BVC 2026 diikuti lebih dari 900 peserta dengan menghadirkan 40 exhibitor dari berbagai sektor terkait industri villa dan hospitality.
Jum'at, 29 Mei 2026 10:00 WIB Jurnalis - Effatha Gloria V.G. Tamburian

Jakarta, Gesuri.id - Anggota Komisi lll DPR RI Fraksi PDI Perjuangan, I Nyoman Parta, menghadiri kegiatan Bali Villa Connect (BVC) 2026 yang digelar di Bali Sunset Road Convention Center, Denpasar, Rabu (27/5/2026).

Dalam forum yang mempertemukan pelaku industri villa, pariwisata, dan hospitality tersebut, Nyoman Parta menyoroti pentingnya penataan regulasi sektor akomodasi pariwisata demi mewujudkan pariwisata Bali yang lebih tertib, berkualitas, dan berkelanjutan.

Saya senang mereka berkumpul daripada tercerai-berai. Harapan saya dari pertemuan ini akan terbangun ekosistem dan kesepakatan untuk tertib bersama, kata Parta, dikutip Jumat (29/5/2026).

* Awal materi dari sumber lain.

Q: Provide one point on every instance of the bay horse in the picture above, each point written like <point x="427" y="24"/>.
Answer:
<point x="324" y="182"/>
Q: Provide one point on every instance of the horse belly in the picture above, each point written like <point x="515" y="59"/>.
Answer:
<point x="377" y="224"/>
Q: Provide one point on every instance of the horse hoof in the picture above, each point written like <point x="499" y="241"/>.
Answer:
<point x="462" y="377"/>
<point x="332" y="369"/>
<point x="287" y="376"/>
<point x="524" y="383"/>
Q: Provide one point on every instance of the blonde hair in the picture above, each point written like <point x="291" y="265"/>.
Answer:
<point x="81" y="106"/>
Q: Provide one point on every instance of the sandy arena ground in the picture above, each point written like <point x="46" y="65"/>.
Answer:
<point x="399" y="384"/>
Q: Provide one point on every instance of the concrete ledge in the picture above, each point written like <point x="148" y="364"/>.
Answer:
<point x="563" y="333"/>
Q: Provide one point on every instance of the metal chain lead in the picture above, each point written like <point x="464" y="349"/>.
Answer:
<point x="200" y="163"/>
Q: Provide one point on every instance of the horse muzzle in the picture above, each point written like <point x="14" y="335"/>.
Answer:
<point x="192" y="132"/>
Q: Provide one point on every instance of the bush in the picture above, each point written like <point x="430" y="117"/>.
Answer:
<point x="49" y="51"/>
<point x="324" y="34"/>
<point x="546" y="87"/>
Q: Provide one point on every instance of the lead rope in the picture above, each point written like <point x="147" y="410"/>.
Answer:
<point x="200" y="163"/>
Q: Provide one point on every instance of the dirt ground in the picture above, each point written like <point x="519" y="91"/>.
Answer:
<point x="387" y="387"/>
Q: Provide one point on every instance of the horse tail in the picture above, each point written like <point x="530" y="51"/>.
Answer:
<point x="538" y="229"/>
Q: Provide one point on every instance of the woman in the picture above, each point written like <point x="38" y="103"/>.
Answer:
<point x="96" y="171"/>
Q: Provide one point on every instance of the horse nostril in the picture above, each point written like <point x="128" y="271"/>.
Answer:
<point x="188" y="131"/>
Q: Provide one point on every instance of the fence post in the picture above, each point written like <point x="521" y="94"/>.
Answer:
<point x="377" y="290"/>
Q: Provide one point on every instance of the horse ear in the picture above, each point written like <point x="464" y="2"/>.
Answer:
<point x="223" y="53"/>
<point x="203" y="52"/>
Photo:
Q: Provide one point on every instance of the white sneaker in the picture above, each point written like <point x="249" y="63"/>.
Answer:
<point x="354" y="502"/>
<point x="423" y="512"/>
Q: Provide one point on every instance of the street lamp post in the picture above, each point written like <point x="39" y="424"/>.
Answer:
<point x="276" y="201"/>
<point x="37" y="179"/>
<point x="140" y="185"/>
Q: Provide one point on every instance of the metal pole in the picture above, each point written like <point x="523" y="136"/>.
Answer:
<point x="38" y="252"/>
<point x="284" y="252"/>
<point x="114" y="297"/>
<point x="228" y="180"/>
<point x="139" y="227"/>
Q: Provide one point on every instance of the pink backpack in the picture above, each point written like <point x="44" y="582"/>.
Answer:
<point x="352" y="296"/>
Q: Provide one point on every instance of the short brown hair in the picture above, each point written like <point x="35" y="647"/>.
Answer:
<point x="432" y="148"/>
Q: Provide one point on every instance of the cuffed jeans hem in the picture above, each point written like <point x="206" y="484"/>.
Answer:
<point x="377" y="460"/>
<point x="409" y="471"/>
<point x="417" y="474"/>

BVC 2026 diikuti lebih dari 900 peserta dengan menghadirkan 40 exhibitor dari berbagai sektor terkait industri villa dan hospitality. Kegiatan tersebut juga menghadirkan 30 narasumber nasional maupun internasional dari Australia, Dubai, hingga Bangkok, serta melibatkan pelaku UMKM lokal sebagai bagian dari penguatan ekonomi masyarakat Bali melalui sektor pariwisata.

Dalam kesempatan itu, Nyoman Parta menyoroti tantangan yang kini dihadapi sektor akomodasi di Bali, terutama maraknya perubahan fungsi rumah tinggal, rumah kost, hingga kawasan perumahan menjadi akomodasi harian seperti hotel atau villa tanpa pengawasan yang memadai.